Being a copy editor is like working for the Standards and Practices department of a broadcast network. We know the guidelines for what should be published, and we sound the alarm when we see that acceptable practices have not been followed or when we spot something that should not be published.
When I worked on a newspaper copy desk, the editors (and readers) relied on copy editors to enforce standards of taste, mindful that all ages might be reading the newspaper at the breakfast table. Copy editors were to raise a question when a raw description of a crime came through or when a curse word or other coarse language showed up in copy. The standards changed over the years; I remember the first time a certain barnyard term appeared in a quote. Copy editors might not have had the power to take such language out, but they could flag it, citing the newspaper’s style guide or even just commonly understood practices and traditions. We used to say that it helped to have a dirty mind because we saw problems that had slipped past other editors.
And just like the broadcast standards and practices staff, copy editors at the newspaper had a hand in enforcing fairness and balance, not to mention preventing defamation, presentation in a false light, or invasion of privacy. As the lawyers who conduct libel training say, it’s the seemingly unimportant bit of type that will come back to haunt you—the caption on an inside photo, the front page promo to a story elsewhere, the possibly defamatory reference to an action that isn’t even central to the overall story and is buried deep on the jump. Copy editors as the ultimate detail-oriented people were often the best at detecting potential problems.
I am reminded of one time when I was among the copy editors and others who failed to notice a detail that led to a problem of privacy.

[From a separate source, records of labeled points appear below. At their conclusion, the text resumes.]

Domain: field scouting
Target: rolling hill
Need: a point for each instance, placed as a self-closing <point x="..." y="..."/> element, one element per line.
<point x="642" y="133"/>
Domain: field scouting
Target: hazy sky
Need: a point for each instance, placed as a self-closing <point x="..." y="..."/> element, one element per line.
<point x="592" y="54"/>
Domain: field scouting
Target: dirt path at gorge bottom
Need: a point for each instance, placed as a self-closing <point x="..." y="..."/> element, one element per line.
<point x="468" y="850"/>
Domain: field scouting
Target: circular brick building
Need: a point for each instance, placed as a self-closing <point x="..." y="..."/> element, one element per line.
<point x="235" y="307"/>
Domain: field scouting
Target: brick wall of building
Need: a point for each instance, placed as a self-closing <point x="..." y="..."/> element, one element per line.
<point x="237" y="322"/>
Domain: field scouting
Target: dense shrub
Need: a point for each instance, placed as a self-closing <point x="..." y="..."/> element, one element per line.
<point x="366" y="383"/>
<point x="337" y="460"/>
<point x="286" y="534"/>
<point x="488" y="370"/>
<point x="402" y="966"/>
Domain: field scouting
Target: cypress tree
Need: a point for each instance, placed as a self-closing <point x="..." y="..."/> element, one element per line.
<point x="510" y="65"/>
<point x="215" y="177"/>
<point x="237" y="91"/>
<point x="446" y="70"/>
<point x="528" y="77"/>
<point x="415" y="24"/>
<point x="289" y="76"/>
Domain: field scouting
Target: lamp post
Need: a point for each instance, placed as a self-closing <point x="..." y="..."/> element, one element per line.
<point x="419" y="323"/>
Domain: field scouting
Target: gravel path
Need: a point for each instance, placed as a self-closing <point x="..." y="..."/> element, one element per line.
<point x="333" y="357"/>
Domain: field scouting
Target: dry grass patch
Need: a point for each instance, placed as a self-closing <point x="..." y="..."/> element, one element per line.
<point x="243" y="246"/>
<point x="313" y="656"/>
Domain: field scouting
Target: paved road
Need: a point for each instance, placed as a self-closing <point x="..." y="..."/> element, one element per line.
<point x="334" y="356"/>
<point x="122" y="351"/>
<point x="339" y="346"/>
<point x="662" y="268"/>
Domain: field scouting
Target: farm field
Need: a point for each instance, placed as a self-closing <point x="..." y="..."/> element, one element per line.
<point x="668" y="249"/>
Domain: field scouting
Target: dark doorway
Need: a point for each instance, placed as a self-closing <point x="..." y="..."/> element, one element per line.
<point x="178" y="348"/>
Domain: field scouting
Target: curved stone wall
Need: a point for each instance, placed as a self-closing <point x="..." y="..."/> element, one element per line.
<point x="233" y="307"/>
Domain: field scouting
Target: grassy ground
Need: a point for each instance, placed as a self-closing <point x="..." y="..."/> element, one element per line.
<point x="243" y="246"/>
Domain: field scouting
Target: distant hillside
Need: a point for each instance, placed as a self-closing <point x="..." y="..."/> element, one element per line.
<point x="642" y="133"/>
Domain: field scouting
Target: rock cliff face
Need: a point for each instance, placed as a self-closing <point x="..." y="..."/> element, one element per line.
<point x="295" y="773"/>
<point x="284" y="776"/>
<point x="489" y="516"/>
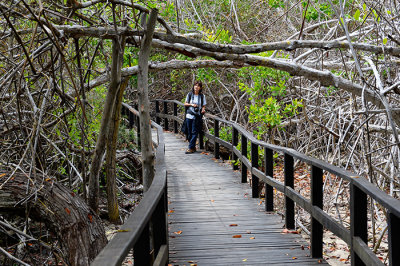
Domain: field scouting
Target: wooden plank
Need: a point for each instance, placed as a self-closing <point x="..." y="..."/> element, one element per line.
<point x="208" y="206"/>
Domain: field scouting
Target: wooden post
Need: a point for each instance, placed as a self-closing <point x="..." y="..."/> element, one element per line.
<point x="269" y="171"/>
<point x="394" y="238"/>
<point x="139" y="142"/>
<point x="235" y="142"/>
<point x="175" y="115"/>
<point x="317" y="201"/>
<point x="289" y="182"/>
<point x="131" y="118"/>
<point x="254" y="164"/>
<point x="358" y="219"/>
<point x="201" y="135"/>
<point x="158" y="119"/>
<point x="216" y="135"/>
<point x="166" y="127"/>
<point x="244" y="154"/>
<point x="144" y="103"/>
<point x="159" y="222"/>
<point x="141" y="250"/>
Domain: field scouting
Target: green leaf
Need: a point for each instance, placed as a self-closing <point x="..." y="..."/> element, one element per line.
<point x="357" y="15"/>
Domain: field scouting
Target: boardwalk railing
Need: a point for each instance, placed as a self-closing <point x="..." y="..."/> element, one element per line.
<point x="360" y="189"/>
<point x="149" y="216"/>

We happened to publish a photo showing children’s addressed letters that included clear images of the children’s return addresses. The children were then subjected to letters from inmates at the state prison. I was mortified when I realized what I had overlooked.
Copy editors in other organizations also might play a role in helping the publications convey the message that the organization considers important. For example, if a copy editor works for a professional association, he or she would be attuned to how that profession is depicted and to the words that might be chosen to describe the profession. So a casual reference to “incriminating” in an article about lawyers or accountants might raise a copy editor’s antenna and call for an edit or at least a query.

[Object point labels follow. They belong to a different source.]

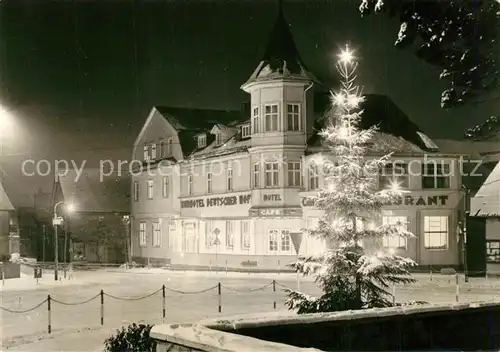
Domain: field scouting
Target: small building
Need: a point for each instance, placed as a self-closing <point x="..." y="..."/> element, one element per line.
<point x="96" y="229"/>
<point x="227" y="188"/>
<point x="486" y="204"/>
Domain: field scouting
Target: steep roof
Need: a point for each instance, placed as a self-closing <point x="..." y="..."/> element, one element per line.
<point x="487" y="200"/>
<point x="90" y="194"/>
<point x="396" y="132"/>
<point x="191" y="122"/>
<point x="281" y="58"/>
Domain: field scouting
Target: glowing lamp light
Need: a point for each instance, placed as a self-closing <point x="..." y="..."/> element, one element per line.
<point x="394" y="187"/>
<point x="346" y="56"/>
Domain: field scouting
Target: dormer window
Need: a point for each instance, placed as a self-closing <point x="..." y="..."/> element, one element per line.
<point x="202" y="141"/>
<point x="218" y="139"/>
<point x="245" y="131"/>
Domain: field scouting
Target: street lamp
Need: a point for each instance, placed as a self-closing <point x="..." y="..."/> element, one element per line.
<point x="58" y="221"/>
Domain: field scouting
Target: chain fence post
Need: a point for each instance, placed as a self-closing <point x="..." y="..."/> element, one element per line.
<point x="274" y="294"/>
<point x="219" y="293"/>
<point x="164" y="303"/>
<point x="49" y="315"/>
<point x="102" y="308"/>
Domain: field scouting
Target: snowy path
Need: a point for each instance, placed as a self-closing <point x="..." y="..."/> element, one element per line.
<point x="22" y="331"/>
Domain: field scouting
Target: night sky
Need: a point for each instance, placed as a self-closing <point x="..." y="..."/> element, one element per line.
<point x="82" y="76"/>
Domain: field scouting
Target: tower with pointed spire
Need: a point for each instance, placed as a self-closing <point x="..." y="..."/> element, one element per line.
<point x="280" y="90"/>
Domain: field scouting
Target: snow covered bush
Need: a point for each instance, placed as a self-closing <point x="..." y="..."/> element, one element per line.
<point x="356" y="271"/>
<point x="134" y="338"/>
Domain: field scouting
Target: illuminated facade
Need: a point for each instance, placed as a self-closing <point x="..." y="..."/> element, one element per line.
<point x="227" y="188"/>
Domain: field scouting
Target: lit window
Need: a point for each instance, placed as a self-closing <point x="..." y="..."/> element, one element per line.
<point x="166" y="186"/>
<point x="256" y="175"/>
<point x="153" y="151"/>
<point x="202" y="141"/>
<point x="394" y="173"/>
<point x="255" y="120"/>
<point x="143" y="238"/>
<point x="209" y="182"/>
<point x="245" y="234"/>
<point x="151" y="187"/>
<point x="190" y="185"/>
<point x="245" y="131"/>
<point x="294" y="174"/>
<point x="136" y="191"/>
<point x="395" y="241"/>
<point x="230" y="179"/>
<point x="156" y="234"/>
<point x="271" y="117"/>
<point x="273" y="240"/>
<point x="293" y="117"/>
<point x="492" y="251"/>
<point x="313" y="177"/>
<point x="435" y="175"/>
<point x="229" y="234"/>
<point x="436" y="232"/>
<point x="272" y="174"/>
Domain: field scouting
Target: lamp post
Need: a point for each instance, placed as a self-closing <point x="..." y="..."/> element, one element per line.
<point x="56" y="221"/>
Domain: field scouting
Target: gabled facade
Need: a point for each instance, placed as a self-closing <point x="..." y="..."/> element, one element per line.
<point x="233" y="189"/>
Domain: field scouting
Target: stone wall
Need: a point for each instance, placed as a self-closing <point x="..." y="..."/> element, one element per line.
<point x="427" y="327"/>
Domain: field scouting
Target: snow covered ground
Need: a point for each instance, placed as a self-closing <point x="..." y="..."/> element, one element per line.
<point x="76" y="327"/>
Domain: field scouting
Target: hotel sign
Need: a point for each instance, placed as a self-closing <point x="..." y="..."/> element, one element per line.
<point x="403" y="200"/>
<point x="216" y="201"/>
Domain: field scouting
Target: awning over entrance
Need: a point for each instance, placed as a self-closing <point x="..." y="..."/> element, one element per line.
<point x="275" y="212"/>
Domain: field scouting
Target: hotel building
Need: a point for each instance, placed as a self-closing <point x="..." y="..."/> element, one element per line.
<point x="227" y="188"/>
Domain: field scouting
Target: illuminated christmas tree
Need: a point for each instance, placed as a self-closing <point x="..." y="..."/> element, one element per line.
<point x="356" y="271"/>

In the publications that I copy-edit, we have practices for fact checking that involve a writer or an editor putting supporting documents in the content management system so others can check facts or ensure that proper practices were followed. Our copy-editing checklists include making sure that those documents are there. We are authorized to be diligent in asking for the documents or links that back up what is in the copy.
But among the most important standards that copy editors can help enforce involve preventing plagiarism and fabrication. ACES has focused on those issues in the past couple of years, including producing Telling the Truth and Nothing But, a free e-book that defines plagiarism and tells organizations and individuals how to detect dishonest work and prevent it from being published. The e-book is filled with links to resources.

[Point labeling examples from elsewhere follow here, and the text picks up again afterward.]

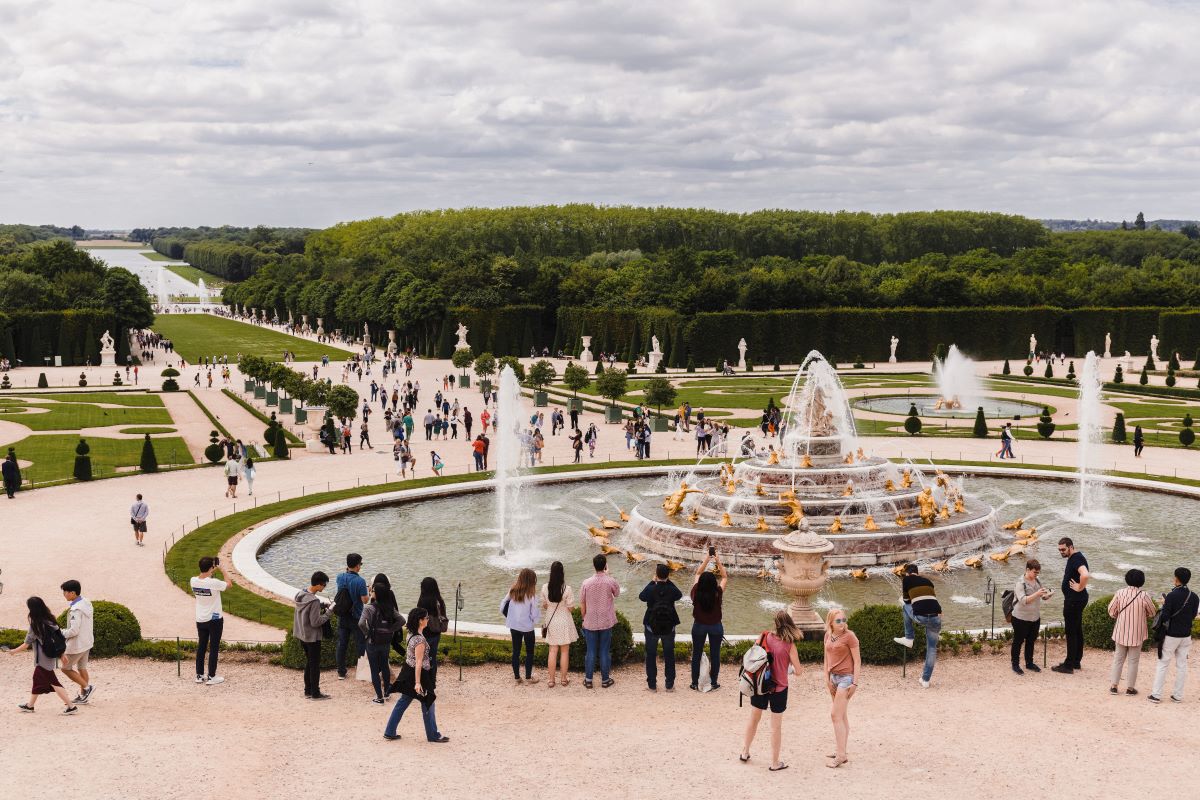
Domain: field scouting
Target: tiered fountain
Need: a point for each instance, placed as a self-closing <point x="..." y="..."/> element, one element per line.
<point x="814" y="480"/>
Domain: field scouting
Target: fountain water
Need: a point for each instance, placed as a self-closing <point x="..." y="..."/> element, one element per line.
<point x="508" y="451"/>
<point x="1091" y="500"/>
<point x="957" y="382"/>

One of the best training sessions I’ve ever attended was former New York Times editor Bill Connelly’s examination of the infamous “Jimmy’s World” fabrication in the Washington Post. That session is regularly presented at the ACES National Conference.
Most copy editors I know have a keen sense of our standards and practices role. We take it very seriously and are especially offended when we detect dishonesty. Forget the Grammar Police label; I’ll take the badge from Standards and Practices.